Members of Bexley Archaeological Group were joined by trainees at a site which was formerly North Cray village, which now forms part of the A233 in Bexley, for a week long excavational dig.
During the dig, which ended last Friday, students were taught how to identify objects, draw them to scale, excavate land and conduct field walks.
Various objects were unearthed including the remains of the floor of a building, marmalade jars dating back to 1862, animal bones and claws and fragments of jugs and whisky bottles.
Among the students on the programme were a university archaeology student, a retired policeman and a teacher.
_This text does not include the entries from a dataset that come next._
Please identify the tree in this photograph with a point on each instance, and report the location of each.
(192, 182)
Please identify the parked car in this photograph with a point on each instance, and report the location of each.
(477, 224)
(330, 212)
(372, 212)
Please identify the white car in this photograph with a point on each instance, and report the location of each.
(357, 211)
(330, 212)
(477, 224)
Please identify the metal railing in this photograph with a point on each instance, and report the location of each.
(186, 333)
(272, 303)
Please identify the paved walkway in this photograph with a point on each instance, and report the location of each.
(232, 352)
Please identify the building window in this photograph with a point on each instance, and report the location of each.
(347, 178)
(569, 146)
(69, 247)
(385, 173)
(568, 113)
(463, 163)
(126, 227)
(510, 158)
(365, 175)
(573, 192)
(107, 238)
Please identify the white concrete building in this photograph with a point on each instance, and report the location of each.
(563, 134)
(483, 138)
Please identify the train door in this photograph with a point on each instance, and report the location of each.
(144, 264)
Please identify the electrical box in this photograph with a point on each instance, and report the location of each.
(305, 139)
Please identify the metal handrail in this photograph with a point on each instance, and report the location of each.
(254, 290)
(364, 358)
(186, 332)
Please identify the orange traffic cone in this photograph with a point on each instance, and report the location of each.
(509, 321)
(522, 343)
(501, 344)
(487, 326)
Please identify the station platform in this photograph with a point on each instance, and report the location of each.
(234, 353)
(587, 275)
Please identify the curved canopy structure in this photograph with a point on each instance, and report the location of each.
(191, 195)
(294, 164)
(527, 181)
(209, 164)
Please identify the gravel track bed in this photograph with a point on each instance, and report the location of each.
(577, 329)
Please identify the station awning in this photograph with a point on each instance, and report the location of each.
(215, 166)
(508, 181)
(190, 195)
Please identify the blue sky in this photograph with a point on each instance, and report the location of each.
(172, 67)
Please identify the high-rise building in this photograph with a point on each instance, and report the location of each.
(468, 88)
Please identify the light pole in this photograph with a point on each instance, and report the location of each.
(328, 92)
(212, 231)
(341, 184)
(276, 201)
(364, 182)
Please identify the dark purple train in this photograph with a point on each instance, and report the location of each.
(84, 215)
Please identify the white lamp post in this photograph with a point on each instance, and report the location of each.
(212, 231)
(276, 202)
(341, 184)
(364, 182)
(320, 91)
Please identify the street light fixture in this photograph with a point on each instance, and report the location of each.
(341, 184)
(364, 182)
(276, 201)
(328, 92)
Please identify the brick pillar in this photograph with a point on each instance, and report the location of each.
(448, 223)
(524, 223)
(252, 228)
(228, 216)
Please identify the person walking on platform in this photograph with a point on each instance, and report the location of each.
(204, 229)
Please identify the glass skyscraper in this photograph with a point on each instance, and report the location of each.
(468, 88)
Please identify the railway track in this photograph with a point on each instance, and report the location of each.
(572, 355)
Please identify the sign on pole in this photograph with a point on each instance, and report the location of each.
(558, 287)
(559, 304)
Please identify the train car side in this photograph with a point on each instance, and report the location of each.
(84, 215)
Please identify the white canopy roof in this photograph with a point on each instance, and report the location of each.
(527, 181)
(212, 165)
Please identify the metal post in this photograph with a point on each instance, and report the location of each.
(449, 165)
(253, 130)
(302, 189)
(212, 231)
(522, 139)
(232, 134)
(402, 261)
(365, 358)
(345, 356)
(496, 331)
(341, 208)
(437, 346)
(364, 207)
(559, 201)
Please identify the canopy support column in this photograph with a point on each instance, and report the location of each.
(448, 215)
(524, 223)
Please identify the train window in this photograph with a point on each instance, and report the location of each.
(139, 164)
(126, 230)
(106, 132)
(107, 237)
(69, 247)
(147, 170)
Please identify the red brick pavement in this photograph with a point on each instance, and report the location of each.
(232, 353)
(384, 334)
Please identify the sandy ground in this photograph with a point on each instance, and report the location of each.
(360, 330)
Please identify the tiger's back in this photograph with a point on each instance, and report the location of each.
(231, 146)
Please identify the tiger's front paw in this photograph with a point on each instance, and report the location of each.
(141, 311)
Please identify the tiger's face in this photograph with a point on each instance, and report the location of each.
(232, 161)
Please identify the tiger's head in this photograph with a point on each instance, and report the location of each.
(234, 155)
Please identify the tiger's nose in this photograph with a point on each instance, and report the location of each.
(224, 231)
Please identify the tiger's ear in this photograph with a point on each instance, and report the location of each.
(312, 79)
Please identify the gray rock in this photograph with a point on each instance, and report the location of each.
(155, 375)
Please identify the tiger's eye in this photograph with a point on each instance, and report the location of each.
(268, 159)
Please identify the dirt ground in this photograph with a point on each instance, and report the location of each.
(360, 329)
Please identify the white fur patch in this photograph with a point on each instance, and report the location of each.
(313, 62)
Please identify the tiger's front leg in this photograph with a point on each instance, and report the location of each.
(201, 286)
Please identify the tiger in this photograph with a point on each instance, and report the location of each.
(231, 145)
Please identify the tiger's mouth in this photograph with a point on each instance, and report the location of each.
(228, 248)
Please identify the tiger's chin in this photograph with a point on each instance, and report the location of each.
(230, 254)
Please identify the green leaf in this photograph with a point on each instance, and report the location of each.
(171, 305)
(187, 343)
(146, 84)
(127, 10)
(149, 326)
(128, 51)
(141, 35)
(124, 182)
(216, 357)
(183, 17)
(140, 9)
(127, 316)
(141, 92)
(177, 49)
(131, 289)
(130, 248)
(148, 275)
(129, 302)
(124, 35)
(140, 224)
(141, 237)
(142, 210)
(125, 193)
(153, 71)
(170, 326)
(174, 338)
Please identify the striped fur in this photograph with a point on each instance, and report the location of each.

Former police officer, Ray Ellen, 59, of Bexley, who is used to carrying out evidential searches for the police, said: “It’s not dissimilar but you get down and dirty doing this as you don’t have to wear gloves.”
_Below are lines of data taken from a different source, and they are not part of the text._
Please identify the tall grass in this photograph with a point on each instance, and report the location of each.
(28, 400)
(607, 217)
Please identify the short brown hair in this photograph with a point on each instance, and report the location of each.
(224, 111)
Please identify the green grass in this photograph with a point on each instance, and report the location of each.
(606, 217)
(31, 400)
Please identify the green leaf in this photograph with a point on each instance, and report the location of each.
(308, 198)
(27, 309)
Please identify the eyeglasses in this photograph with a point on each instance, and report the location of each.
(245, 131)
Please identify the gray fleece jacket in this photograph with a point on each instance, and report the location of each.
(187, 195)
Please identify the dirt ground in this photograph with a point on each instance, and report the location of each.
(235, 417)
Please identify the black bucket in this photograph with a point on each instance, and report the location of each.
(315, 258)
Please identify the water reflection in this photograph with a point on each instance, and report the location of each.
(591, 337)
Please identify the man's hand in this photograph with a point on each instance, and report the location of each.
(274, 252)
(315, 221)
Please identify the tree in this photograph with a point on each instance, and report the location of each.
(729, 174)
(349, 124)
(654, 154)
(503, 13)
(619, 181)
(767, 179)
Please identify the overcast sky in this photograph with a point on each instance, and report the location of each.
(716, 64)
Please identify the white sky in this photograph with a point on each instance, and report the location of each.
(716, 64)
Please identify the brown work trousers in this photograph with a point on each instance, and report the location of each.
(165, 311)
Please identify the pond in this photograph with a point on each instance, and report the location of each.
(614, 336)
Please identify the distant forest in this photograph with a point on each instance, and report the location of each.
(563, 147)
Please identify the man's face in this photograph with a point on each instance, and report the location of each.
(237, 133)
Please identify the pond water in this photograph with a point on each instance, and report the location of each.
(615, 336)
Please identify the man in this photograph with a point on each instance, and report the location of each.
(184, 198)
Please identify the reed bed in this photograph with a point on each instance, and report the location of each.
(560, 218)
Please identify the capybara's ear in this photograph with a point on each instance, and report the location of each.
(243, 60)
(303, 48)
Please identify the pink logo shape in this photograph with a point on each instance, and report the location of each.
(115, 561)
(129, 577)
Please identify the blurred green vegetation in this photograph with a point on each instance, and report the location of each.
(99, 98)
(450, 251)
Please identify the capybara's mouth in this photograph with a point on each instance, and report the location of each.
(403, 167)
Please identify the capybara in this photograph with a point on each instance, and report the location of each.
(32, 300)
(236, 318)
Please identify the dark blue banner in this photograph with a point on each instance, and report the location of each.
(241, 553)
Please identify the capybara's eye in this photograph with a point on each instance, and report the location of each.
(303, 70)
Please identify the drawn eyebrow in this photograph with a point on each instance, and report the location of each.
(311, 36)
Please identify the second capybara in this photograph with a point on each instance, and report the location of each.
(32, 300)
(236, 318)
Mr Ellen unearthed a piece of a jug dating from 1760.
He said: “I was thrilled when I found it. You’d be surprised by what you pick-up.”
The group have been returning to the site for eight years. In the 18th century, it became a private estate for the wealthy.
Clare Gillet, 33, of Barnehurst, has been a member of the group for eight years. She said: “Bexley is full of archaeology from pre-historic to medieval.
“The archaeology is beneath our feet. We’re near the Thames and people came down here from Europe.”
Over the eight year period in which the site has been excavated, hundreds of objects have been retrieved including a broach from 1250AD made of copper alloy which was found four years ago only 16 centimetres from the surface.
Another object which generated a lot of excitement among the group last August was a ring insert with skull and cross bone design dating back from the from 17th century.
The tiny pill-sized object which is kept in a lined transparent box is a momento-mori which is a creation designed to remind people of their own mortality. It dates back from the 17th century.
One of the youngest trainees in the group was James Newman, 17, from Sevenoaks. He said: “It’s a lot of fun digging and when you come across something it’s great.
“I found an animal’s claw, it was like discovering your long lost child.”
Miss Gillet added: “We had a little scrape and didn’t realise it was the base of a building. We kept going and found a floor. We want to see how far it could go.
“It’s been really eventful this week and the course appeals to anyone with an interest in local history.
“It’s quite addictive. You just want to find more. You can sit for hours digging.
“When you find something, it’s so exciting. It’s like finding a £20 note.”
The group has been running for 31 years and once the students have completed the week-long course, they can return to the site from October to March.
The group also offers various workshops throughout the year, the next of which will be a course in how to make a Neolithic arrow with the author Will Lord of Beyond 2000 BC. His book provides explanations and diagrams on the art of shaping flint.